Despite the bold colors, however, it is the process that remains central to the gallery’s mission. “Everything being handmade is really important for us,” says Rodman Primack, Weissenberg’s partner in business and life. “What makes something different or special for us is seeing the hand of the creator. It’s really about seeing how things can be made organically—not just from literally organic elements, but something that connects to the region and to the makers and their traditions. Most of the designers we work with are interested in continuing that dialogue.”

Mono Rojo ceramics on display at AGO Projects. Photo by Fernando Etulain, Courtesy of AGO Projects

Primack says one of the main reasons AGO established itself in Mexico is that the country “has such a deep history and deep well of possibilities to make things by hand, from textiles to ceramics to furniture.”

Some of those fabricators make things themselves as well—producing what Mexicans call “artesanías”—blurring the line between a maker who might be thought of as a craftsperson and a “designer.” “It depends who you ask and what day of the week it is,” says Weissenberg with a laugh. “But I think there’s a difference between making something that’s always been made the same way and is almost a nameless design, and something where you see a person’s specific design language. For example, there’s this incredible ceramicist in Mexico, Jose Garcia Antonio, who is blind, and he recreates his wife’s face from memory on these very traditional ceramics: I think he’s really a designer and an artist because only he does what he does.”

Mexican designer Daniel Valero with works from his Mestiz project. Photo by Leandro Bulzzano; Courtesy of AGO Projects

Using traditional Mexican techniques to express something unique and modern—doing untraditional things with traditional forms—is something many of AGO’s designers do. A selection of them were shown at AGO’s group show at the most recent Design Miami /, including Mexican designer and architect Daniel Valero, who describes his work as “wild objects and textiles.” Valero works in four different regions of Mexico, adapting to each region’s unique materials and techniques, but infuses the pieces with his own artistic language. You can see traditional techniques in Valero’s rugs, but their designs make them resemble abstract paintings. They could hang on a wall in a gallery as easily as they could sit on the floor of a house.

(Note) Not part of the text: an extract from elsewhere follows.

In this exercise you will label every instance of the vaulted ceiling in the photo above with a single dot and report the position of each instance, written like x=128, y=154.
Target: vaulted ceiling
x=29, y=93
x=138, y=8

Valero’s work was shown in Miami in December alongside pieces by Lanza Atelier, Louis Ercole, and others, but the “real spine of the booth,” according to Primack, was a tile project created in partnership with a Guadalajara-based ceramics manufacturer. “The majority of the booth [was] tiled with a mural by [award-winning furniture and product designer] Fabien Cappello. We’re introducing a new way to think about tiled walls as unique pieces, so you can commission a custom design that’s as small as a table or as big as a building,” he says. As with the rest of AGO’s output, it combines age-old handcraft and contemporary, individual design ideas.

AGO Projects’ presentation at Design Miami/ 2022; Photo by James Harris Photography

Mosaic Coffee Table (78) by Fabien Cappello; Courtesy of AGO Projects

The chance to show at Design Miami/ is always particularly special for Primack, who was previously the fair’s executive director and has spent plenty of time thinking about what it means. “When you realize you’re interested in design, your world opens up, though it takes people time to get there,” he says. “Once you get hooked on design you understand that if you’re collecting contemporary art of any kind, you should seriously collect furniture and design, too—it’s an extension of how you live.